The music industry has been shifting its focus to the greater earning potential of live shows. The U.S. concert and event promotion industry is expected to generate $28 billion in revenue this year, according to the research firm IbisWorld, and is growing, in contrast to the plateauing sales of recorded music.
The travel industry seems well positioned to capitalize on that trend. Travel companies that have opted to focus on music events are seeing their decision pay off handsomely.
Josh Payne is co-founder of Unity Travel, a 3-year-old company that creates packages around festivals. Unity Travel's clients are the festivals themselves, for which Unity contracts to be the official packager. According to Payne, festivals are working harder to court concert-goers who are traveling from farther afield because they are more likely to invest more money both inside and outside the venue and in turn become more valuable marketing vehicles when they return home and tout the experience to friends and family.
"People who are traveling spend a lot more money at their destination," Payne said. "Right off the bat, you have someone coming in who maybe is not familiar with the area. They're going to go back home and tell everyone what a great time they had. Winning that travel customer is worth about four to five times a regular customer."

The BottleRock Napa Valley festival has introduced a younger demographic to the city of Napa.
Payne said his business has doubled its revenue each year since launch. In fact, revenue for the first quarter of this year matched revenue for all of 2016.
Student and youth travel agency STA Travel has also recognized how important the live music and festival experience has become to travelers. It has developed three unique product and marketing initiatives devoted specifically to music travel: STA Travel Festivals, STA Travel Beats and STA Travel Sounds.
While STA Travel Festivals (packages built predominantly around music festivals in the U.K. and continental Europe) has been around for a number of years, STA Travel Sounds premiered in August 2015 as a platform to help travelers discover lesser-known local artists. STA Travel Beats was launched in August 2016 in partnership with Beats Travel as a series of tours featuring exclusive, more intimate music events.
Tor White, creative director of STA Travel, said, "Music as an experience and as a reason for or inspiring travel is becoming more and more popular. A festival can be a great entry point to a new destination.
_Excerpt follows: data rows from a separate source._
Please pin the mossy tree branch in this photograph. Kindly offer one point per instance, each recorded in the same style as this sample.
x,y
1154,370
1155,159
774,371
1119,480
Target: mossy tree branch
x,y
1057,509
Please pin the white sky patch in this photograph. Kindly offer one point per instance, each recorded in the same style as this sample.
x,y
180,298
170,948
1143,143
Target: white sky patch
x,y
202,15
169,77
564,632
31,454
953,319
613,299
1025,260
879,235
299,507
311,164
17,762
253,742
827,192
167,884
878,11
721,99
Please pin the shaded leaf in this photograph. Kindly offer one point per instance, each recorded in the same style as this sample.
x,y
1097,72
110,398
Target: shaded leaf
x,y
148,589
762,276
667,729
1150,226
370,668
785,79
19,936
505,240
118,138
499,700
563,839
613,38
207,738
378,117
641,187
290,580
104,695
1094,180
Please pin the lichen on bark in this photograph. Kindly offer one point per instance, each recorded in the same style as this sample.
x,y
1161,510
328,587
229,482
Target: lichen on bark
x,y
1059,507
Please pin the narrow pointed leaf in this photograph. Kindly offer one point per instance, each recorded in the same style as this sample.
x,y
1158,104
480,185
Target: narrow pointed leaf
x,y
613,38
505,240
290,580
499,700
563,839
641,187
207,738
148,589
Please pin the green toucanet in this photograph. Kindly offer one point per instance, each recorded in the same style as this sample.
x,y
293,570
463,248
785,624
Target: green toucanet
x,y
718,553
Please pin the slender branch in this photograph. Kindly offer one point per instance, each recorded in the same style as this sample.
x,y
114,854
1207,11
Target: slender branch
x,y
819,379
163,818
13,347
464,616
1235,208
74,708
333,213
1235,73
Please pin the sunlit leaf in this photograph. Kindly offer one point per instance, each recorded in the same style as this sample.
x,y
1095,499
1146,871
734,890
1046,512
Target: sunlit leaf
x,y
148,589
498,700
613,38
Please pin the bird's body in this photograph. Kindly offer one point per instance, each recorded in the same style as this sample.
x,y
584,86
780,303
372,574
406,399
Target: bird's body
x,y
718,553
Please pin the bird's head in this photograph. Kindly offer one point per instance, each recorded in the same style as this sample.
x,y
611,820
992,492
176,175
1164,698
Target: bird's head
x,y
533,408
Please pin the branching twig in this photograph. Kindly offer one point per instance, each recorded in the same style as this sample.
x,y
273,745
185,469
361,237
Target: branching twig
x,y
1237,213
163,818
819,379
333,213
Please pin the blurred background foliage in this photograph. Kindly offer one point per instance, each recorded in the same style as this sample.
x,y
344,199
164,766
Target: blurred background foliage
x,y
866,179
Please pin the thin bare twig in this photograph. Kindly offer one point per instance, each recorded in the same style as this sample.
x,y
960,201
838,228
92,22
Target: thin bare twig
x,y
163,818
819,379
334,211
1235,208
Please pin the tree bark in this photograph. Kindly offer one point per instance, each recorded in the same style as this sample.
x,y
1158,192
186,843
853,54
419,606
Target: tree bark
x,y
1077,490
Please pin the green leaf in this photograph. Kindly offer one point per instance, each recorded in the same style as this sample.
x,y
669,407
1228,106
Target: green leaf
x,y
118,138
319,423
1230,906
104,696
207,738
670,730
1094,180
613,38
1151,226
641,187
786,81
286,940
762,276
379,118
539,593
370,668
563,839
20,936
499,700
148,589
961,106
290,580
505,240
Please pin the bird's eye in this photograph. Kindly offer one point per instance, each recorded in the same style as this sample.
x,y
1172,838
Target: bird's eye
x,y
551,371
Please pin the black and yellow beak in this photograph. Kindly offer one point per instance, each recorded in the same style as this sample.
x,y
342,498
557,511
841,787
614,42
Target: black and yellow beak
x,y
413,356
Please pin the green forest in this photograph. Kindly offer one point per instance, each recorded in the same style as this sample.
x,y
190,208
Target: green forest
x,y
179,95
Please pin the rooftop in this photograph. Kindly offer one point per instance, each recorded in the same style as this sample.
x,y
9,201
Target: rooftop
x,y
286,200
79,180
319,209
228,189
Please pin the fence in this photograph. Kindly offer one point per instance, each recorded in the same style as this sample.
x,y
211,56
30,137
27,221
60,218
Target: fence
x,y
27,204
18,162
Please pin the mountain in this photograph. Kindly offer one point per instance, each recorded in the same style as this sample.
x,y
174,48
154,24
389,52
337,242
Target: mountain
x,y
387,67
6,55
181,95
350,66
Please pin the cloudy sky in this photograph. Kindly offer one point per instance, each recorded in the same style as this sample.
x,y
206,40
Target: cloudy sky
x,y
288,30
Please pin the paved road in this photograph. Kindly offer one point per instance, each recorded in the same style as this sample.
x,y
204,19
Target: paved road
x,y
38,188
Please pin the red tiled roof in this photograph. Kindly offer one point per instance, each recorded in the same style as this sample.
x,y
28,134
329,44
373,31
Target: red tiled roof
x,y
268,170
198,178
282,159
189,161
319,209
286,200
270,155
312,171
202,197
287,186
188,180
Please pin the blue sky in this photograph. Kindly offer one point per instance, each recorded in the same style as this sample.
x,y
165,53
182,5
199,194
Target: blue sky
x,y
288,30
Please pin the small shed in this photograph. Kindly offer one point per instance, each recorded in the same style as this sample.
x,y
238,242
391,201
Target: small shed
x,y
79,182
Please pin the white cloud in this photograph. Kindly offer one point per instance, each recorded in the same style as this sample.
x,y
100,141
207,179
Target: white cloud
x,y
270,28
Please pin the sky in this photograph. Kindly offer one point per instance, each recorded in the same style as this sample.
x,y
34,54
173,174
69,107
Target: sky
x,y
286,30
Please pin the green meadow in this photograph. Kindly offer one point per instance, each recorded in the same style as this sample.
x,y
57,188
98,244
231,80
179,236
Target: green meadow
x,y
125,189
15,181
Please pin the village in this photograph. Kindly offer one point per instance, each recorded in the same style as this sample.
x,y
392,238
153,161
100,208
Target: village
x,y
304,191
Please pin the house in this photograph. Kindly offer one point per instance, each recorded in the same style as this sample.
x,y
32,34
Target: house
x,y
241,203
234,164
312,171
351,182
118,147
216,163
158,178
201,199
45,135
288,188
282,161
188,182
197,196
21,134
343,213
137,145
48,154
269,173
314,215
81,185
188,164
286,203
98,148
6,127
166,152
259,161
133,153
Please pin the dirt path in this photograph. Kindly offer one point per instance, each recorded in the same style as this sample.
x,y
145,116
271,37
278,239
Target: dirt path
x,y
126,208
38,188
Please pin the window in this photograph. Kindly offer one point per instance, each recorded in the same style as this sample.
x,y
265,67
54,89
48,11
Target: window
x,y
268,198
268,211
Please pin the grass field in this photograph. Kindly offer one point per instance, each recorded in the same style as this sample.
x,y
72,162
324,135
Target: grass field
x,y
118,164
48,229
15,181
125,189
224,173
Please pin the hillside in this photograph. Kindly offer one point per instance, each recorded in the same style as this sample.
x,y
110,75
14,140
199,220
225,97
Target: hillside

Big festivals are still key, but the increasing number of smaller interesting music and lifestyle festivals, combining arts, culture and wellness as well as music -- and in stunning locations -- show how music tourism is booming all around the world."

The Good Measure tour’s first live performance of 2017 featured musician Skylar Spence at New York’s Hotel 50 Bowery.
Having noticed that travelers are increasingly craving live music experiences, Two Roads Hospitality, which owns the Joie de Vivre Hotels brand, launched a Good Measure music tour in fall 2015, whereby the company's boutique hotel properties served as venues for local bands to play intimate sets for fans and hotel guests.
The company partnered with indie music event curator Noise Pop and kicked off a second Good Measure music tour at the Hotel 50 Bowery in New York on June 14 with additional tour stops at the Marker in San Francisco on Aug. 18 and the Troubadour in New Orleans on Sept. 14.
Jorge Trevino, executive vice president, brand operations, for Two Roads Hospitality, said, "We certainly see a rising trend in music-related travel and a growing focus on music programming at hotels."
Trevino said that Joie de Vivre was looking to create engaging and original marketing content and found that marketing tool through music.
"The tour not only brings free, live music performances to fans and our hotel guests, but it also serves as a platform for us to produce such dynamic content as Q&As with our featured bands and tour videos with the artists engaging in our hotel spaces," he said.
Those possibilities, Trevino said, "can be leveraged across our owned channels, our partners' channels and media."
Trevino added that in many instances, guests specifically travel to the company's hotels to engage in their music programming, whether it's a tour or the sundry other live music events the company hosts.